When the Lance Armstrong interview airs this Thursday night on OWN, we’re already hearing via CBS News and The Associated Press that he confessed to doping.
What can we learn from all of this, in particular as it relates to ethics and landing a big interview from a career perspective?
Aside from countless discussions we can have about credibility, PR damage control and related topics, there are a few things we can learn without having even watched the interview yet.
1. Be honest. This sounds so old school but nothing could be more important than ethics and integrity.
This starts from the moment you submit a job application to the job interview itself to working at a new employer. As we all know, Armstrong stuck to his same story for years, apparently covered it up and decided to come clean now.
Arthur L. Caplan and Lee H. Igel, both Ph.D.’s and affiliated with NYU’s Sports and Society Program, explained on Forbes that admitting his behavior now doesn’t exactly excuse it.
“That Armstrong cheated is old news. By the time the interview runs, he will apparently be the last to know what has been evident to anyone who cared. But admitting he did cheat does not excuse what he did to others all during his drug-aided career—covering-up his behavior, and making people and institutions pay when they challenged his lies. Admitting to what he did does not even start the process of seeking the sort of forgiveness he needs to get for what he did to so many others when he was not ready to tell the truth.”
2. Go for the big interview. From Oprah Winfrey’s perspective and her own career, she asked him for an interview last year via e-mail.
According to CBS, she didn’t really expect a response but instead, he actually requested lunch in Hawaii. Winfrey extended her Hawaiian vacation over the holidays by two days to meet with the iconic athlete as staff and guests left her abode so the two of them could talk in private.
Turns out, she claimed that’s “the biggest interview I’ve ever done.” How it will boost ratings, we’ll see in a due time but why not go for the brass ring?
3. Prepare, prepare, prepare.

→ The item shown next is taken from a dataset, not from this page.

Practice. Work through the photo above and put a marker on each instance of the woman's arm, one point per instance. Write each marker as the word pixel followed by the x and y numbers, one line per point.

Winfrey was “mesmerized and riveted” by some of Armstrong’s answers but prior to the sit down in Austin, she prepared, watched copious reports, read Seven Deadly Sins, the works.
She recalled, “I had prepared and prepared like it was a college exam and walked into the room with 112 questions.” After two and a half hours, she asked most questions but felt he answered the questions “in a way that he was ready.”